There’s no denying it anymore.

Our survival, as a nation, depends on making an accurate assessment of our circumstances. We need to take a long hard look in the mirror and understand who we are and what our problems are. Because we’ve got a lot of them, and they can’t be swept under the rug anymore.

We are looking at a population in which 58 million people voted for racism and misogyny. This would have been a problem even if Hillary had won, but we probably just would have ignored that golf ball-sized tumor if she had. Fifty-eight million people is not an outlier. Fifty-eight million people is representative.

This is who we are.

We like to pretend that the United States of America is some inherent force for good in the world. I grew up hearing church people describe America as the great Melting Pot. That our diversity is our greatest strength.

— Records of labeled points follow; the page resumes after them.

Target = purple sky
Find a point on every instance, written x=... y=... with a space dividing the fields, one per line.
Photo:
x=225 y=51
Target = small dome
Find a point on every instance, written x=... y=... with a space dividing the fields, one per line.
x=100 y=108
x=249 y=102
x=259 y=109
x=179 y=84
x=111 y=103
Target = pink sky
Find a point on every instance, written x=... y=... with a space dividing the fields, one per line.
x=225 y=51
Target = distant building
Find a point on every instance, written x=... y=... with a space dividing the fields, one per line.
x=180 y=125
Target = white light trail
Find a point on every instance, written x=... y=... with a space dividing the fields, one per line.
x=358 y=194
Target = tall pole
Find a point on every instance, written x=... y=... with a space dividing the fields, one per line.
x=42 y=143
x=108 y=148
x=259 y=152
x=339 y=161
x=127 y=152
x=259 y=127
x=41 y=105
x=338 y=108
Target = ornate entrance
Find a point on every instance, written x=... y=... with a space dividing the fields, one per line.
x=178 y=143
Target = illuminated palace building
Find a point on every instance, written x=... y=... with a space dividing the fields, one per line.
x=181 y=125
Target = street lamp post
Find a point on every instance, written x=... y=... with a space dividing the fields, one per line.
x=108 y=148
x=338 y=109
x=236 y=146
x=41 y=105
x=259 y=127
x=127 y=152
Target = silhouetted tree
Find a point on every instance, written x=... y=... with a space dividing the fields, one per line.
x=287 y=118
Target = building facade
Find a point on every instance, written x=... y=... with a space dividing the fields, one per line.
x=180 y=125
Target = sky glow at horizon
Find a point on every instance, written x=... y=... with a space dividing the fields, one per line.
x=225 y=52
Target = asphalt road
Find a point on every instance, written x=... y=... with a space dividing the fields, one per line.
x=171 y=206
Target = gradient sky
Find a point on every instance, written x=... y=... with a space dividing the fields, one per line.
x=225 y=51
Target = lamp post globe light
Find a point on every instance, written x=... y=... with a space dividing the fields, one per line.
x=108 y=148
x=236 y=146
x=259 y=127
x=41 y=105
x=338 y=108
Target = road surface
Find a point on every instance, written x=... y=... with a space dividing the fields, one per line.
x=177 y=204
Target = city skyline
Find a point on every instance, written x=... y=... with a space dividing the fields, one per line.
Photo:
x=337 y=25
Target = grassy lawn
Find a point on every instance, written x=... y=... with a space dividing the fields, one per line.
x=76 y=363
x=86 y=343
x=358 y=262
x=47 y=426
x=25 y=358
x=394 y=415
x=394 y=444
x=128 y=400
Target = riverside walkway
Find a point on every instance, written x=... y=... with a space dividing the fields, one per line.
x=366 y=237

Most of the people who told me that stuff didn’t believe it, any more than they believe that all men are created equal or that racism is actually bad. Everyone just knows it sounds good. And it’s the sort of thing that optimistic liberals eat up without thought.

You don’t hear so much about the Melting Pot anymore. These days there’s a lot of talk, in corners of the internet, about white identity politics, spearheaded by whites who irrationally feel left out of culture — somehow not realizing that “American culture” has always been white culture. Enter the alt-right, which codifies that nonsensical frustration with the rhetoric of Nazism and the Ku Klux Klan, rebranded so as not to broadcast an association with those ideologies.

But make no mistake, Trump’s base is white supremacists. It’s people who believe the U.S. is a “white nation” and that different races are incapable of getting along. A vote for Trump was a vote for that.

And, yes, that is also who we are.

America is racist. America is sexist. America is selfish, and self-delusional. America does not have the best interests of all its citizens at heart. The real America —  all of us participating in our very flawed electoral process — chose Donald Trump to be our leader.

The first order of business in the wake of the election has to be acknowledging that, and accepting all the horrifying ramifications that come with it. We have to understand that this is not a new problem. It’s one ingrained in the very fabric of this country. In the very fabric of the people who make up this country.

This is who we are. And the only way we can ever change that is to deal with it. With Trump heading to the White House we can’t hide our dark side any longer.